Smiths Group has seen its revenue increase 15.8% year-on-year in the three months to 1 November, with analysts describing the results as "some relief" for the firm.
The engineering group said the performance reflected "particularly strong organic revenue" in Smiths Detection, which delivered double-digit revenue growth, as well as in John Crane and Flex-Tek aerospace, which saw high and low single-digit growth respectively.
Following the launch of an acceleration plan to deliver footprint and process improvements for resilience and scalability, Smiths Group said that each of its businesses has now initiated specific initiatives under the programme.
The firm has also announced it is resuming its share buyback scheme by initiating the second tranche of the programme, increasing the total amount from £100m to £150m.
The second tranche totalling £100m is set to complete by the end of the financial year.
As a result, the additional buyback will lead to the firm returning £1.2bn in the past three years through buybacks and dividends.
Chief executive officer at Smiths Group, Roland Carter, said: "We entered our new financial year with a strong order book, driving a very positive first quarter and with all our businesses contributing to the double-digit organic revenue growth. This gives us the confidence to raise our full-year guidance for organic revenue growth and margin. We also announce today an increase in, and the resumption of, our share buyback programme.

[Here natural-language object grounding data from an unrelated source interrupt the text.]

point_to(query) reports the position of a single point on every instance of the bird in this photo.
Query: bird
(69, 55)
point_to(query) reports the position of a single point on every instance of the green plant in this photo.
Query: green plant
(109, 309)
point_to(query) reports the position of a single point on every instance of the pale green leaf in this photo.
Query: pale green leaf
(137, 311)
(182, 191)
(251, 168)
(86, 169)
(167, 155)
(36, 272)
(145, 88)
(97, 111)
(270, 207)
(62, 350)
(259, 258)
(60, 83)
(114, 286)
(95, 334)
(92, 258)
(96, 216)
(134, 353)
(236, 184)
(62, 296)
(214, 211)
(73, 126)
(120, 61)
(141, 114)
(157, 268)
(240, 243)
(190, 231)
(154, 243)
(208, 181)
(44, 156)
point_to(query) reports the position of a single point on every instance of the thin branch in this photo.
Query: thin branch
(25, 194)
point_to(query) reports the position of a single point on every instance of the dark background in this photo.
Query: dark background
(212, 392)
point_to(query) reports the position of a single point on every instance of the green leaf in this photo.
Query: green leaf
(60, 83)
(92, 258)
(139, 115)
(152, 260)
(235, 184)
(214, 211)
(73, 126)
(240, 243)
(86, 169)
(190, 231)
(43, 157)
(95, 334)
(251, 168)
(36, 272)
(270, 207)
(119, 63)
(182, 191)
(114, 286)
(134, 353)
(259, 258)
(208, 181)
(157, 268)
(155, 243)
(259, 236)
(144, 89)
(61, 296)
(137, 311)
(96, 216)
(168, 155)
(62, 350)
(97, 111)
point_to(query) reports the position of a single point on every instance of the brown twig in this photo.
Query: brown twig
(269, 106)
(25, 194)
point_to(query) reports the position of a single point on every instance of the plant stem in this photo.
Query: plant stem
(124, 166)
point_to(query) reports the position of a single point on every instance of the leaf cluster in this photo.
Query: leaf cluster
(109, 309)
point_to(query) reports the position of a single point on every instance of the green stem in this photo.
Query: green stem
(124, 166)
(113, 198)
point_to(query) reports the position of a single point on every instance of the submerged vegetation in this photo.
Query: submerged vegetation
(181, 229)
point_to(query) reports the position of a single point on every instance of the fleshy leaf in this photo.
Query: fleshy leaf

"Innovation and execution remain a major focus as we advance our new product development and commercialisation capabilities, and our productivity improvements, which contributed to the strong quarter. We also benefited from a strong performance in our US business, which represents around 45% of revenue, and which was accretive to our overall growth.
"Our strategy to deliver profitable growth from secularly attractive markets continues to drive our performance."
Smiths Group said it now expects organic revenue growth of between 5% to 7% in the full financial year, an upgrade from the original guidance of between 4% and 6%.
Growth in the first half of the year is “heavily weighted to this first quarter reflecting delivery timing.
Investment director at AJ Bell, Russ Mould, concluded: "Smiths Group appears to be firing on all cylinders based on its first-quarter trading update with an uplift in margins now expected for the year as a whole.
"This helped arrest a year-to-date decline in the share price with several areas of the business seeing strong organic revenue growth too. It will come as some relief to recently appointed Carter who had to deliver a disappointing set of full-year results just months into his tenure in September.
"It may also reduce any clamour for a further break-up of a business which has several moving parts. It has faced pressure on this front before, leading to the divestment of its medical business in 2022. Smiths has defended its current model with a group of leading niche engineering businesses and when all areas of the business are contributing as they did in the three months to 1 November, this argument carries greater weight."